情報が溢れる現代、テレビや新聞、インターネットなどを通して、誰もが一度は「糖尿病」という言葉を聞いたことがあるでしょう。
令和元年の国の国民健康・栄養調査では、20歳以上において「糖尿病が強く疑われる」もしくは「糖尿病を治療中」の人を合わせた割合は男性で19.7%、女性で10.8%という調査結果が出ています。
そんな身近な糖尿病ですが、皆さんは糖尿病がどのような病気で、どのような症状が出るのかをご存知でしょうか?
糖尿病は重症化すると命の危険もある怖い病気ですが、診断を受けた後、適切に治療を行う事で“健康な人と変わらない人生”を送ることが可能な病気です。糖尿病を正しく理解し、予防・重症化予防につなげていきましょう。
糖尿病のメカニズム
糖尿病とは、「インスリンの作用不足により高血糖状態(血液中にブドウ糖がたくさんある状態)が続く病気」です。この「作用不足」には「インスリンの分泌が低下していること」と「インスリンが分泌はされているけど、機能が低下していること」の2つの意味を兼ね備えています。
そのメカニズムを解説します。
食事などから摂取した炭水化物などの糖質は、消化過程でブドウ糖や果糖に分解され、小腸から吸収されます。
そして吸収後は、血液によって全身に運ばれ、細胞に取り込まれてエネルギー源となったり、肝臓や筋肉、脂肪細胞の中に蓄えられたりします。
インスリンはすい臓から分泌されるホルモンの一種で、血液中にあるブドウ糖を細胞内に取り込む「鍵」の役割を果たします。

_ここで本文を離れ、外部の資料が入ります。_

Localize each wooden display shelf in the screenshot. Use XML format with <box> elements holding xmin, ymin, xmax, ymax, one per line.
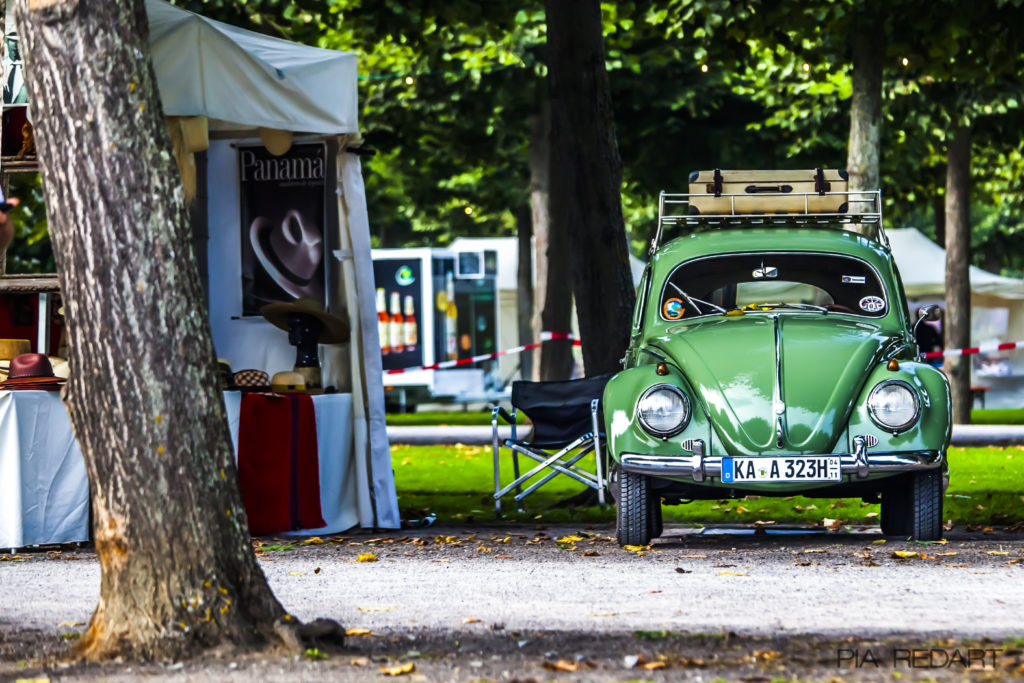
<box><xmin>0</xmin><ymin>274</ymin><xmax>60</xmax><ymax>294</ymax></box>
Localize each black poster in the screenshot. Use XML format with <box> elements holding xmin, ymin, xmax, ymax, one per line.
<box><xmin>239</xmin><ymin>142</ymin><xmax>327</xmax><ymax>315</ymax></box>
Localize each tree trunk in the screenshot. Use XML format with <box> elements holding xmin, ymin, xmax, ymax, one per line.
<box><xmin>16</xmin><ymin>0</ymin><xmax>297</xmax><ymax>659</ymax></box>
<box><xmin>944</xmin><ymin>122</ymin><xmax>971</xmax><ymax>424</ymax></box>
<box><xmin>545</xmin><ymin>0</ymin><xmax>636</xmax><ymax>375</ymax></box>
<box><xmin>515</xmin><ymin>204</ymin><xmax>534</xmax><ymax>380</ymax></box>
<box><xmin>529</xmin><ymin>94</ymin><xmax>572</xmax><ymax>381</ymax></box>
<box><xmin>846</xmin><ymin>13</ymin><xmax>886</xmax><ymax>190</ymax></box>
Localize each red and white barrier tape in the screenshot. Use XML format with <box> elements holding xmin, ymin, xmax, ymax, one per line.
<box><xmin>384</xmin><ymin>332</ymin><xmax>581</xmax><ymax>375</ymax></box>
<box><xmin>922</xmin><ymin>341</ymin><xmax>1024</xmax><ymax>358</ymax></box>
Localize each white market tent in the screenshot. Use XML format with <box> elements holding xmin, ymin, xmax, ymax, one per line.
<box><xmin>145</xmin><ymin>0</ymin><xmax>399</xmax><ymax>528</ymax></box>
<box><xmin>886</xmin><ymin>227</ymin><xmax>1024</xmax><ymax>341</ymax></box>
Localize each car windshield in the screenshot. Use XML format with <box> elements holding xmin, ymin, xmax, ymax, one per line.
<box><xmin>659</xmin><ymin>252</ymin><xmax>888</xmax><ymax>321</ymax></box>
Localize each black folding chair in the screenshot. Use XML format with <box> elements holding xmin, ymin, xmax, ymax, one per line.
<box><xmin>490</xmin><ymin>373</ymin><xmax>614</xmax><ymax>512</ymax></box>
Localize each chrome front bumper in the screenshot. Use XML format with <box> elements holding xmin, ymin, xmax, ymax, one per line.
<box><xmin>620</xmin><ymin>436</ymin><xmax>942</xmax><ymax>483</ymax></box>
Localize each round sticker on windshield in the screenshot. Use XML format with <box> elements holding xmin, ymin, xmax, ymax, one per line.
<box><xmin>860</xmin><ymin>296</ymin><xmax>886</xmax><ymax>313</ymax></box>
<box><xmin>662</xmin><ymin>299</ymin><xmax>686</xmax><ymax>321</ymax></box>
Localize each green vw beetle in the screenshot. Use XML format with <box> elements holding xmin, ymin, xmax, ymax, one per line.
<box><xmin>603</xmin><ymin>179</ymin><xmax>950</xmax><ymax>545</ymax></box>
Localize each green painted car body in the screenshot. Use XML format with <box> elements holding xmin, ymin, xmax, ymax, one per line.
<box><xmin>602</xmin><ymin>227</ymin><xmax>950</xmax><ymax>499</ymax></box>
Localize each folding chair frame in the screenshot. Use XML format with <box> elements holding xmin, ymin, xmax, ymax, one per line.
<box><xmin>490</xmin><ymin>398</ymin><xmax>607</xmax><ymax>513</ymax></box>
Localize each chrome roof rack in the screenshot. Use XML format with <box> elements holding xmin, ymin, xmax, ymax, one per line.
<box><xmin>650</xmin><ymin>189</ymin><xmax>890</xmax><ymax>255</ymax></box>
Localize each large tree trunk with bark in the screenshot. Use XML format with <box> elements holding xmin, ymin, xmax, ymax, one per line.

このインスリンは、ヒトの体にある血糖値を下げる「唯一」のホルモンになります。
このインスリンが何らかの理由で、充分に分泌されなかったり、充分に機能しなかったりすると、血液中にブドウ糖が多く残り、高血糖状態に陥ってしまいます。
糖尿病の種類
糖尿病には、主に免疫系の異常などによってインスリン分泌が枯渇する「1型」と、生活習慣や遺伝などの影響でインスリンの分泌量や機能が低下する「2型」、糖尿病以外の病気や、治療薬(炎症を抑えるお薬等)の影響で血糖値が上昇する「その他の原因、疾患によるもの」、そして妊娠中に初めて判明し、糖尿病には至っていない血糖値の上昇を示す「妊娠糖尿病」があります。
日本の糖尿病患者さんの9割以上は2型に分類されます。
糖尿病によって引き起こされるさまざまな合併症
糖尿病による高血糖状態が長く続くと、全身の血管がもろくなったり傷ついたりして、全身にさまざまな合併症を引き起こします。特に、細い血管が障害されることで、神経や目の網膜、腎臓に影響が出る場合が多く、「神経障害、網膜症、腎症」は糖尿病の三大合併症と呼ばれています。
これらの合併症が重症化するとそれぞれ失明、下肢の切断、透析などに至ることもあるため注意が必要です。また、糖尿病の影響で大きな血管が障害されると、心筋梗塞や脳梗塞といった命に直結する合併症を発症するリスクも高まります。
上記の合併症は糖尿病と病診断されても治療を受けて、血糖値を良好にコントロールすることでその進行や、発生のリスクを軽減できることが知られています。
何より大切なのは早期発見・診断と予防
糖尿病はまず病気にならないよう、予防することが何より大切です。
定期的に健康診断を受け、普段の生活における食生活や、運動習慣などの生活習慣を見直して行くことが重要です。そして健康診断で高血糖や尿糖などの異常を指摘された場合には、症状が無いからと放置せず早めの受診を行うことが何よりも大切です。
糖尿病と診断された人も食事を中心とした生活習慣を見直すことは、健康な人と変わりありません。それに加え、必要に応じ内服薬・インスリン注射などを使用し、合併症を予防していくことが大切になります。
糖尿病治療を成功させるには、本人の努力だけでなく、医師、看護師、薬剤師、栄養士、理学療法士などの多職種による総合的なサポートが大変重要になります。糖尿病に関する悩みや不安がある人は、一人で悩まずに是非一度かかりつけの先生に相談をされることをお勧めいたします。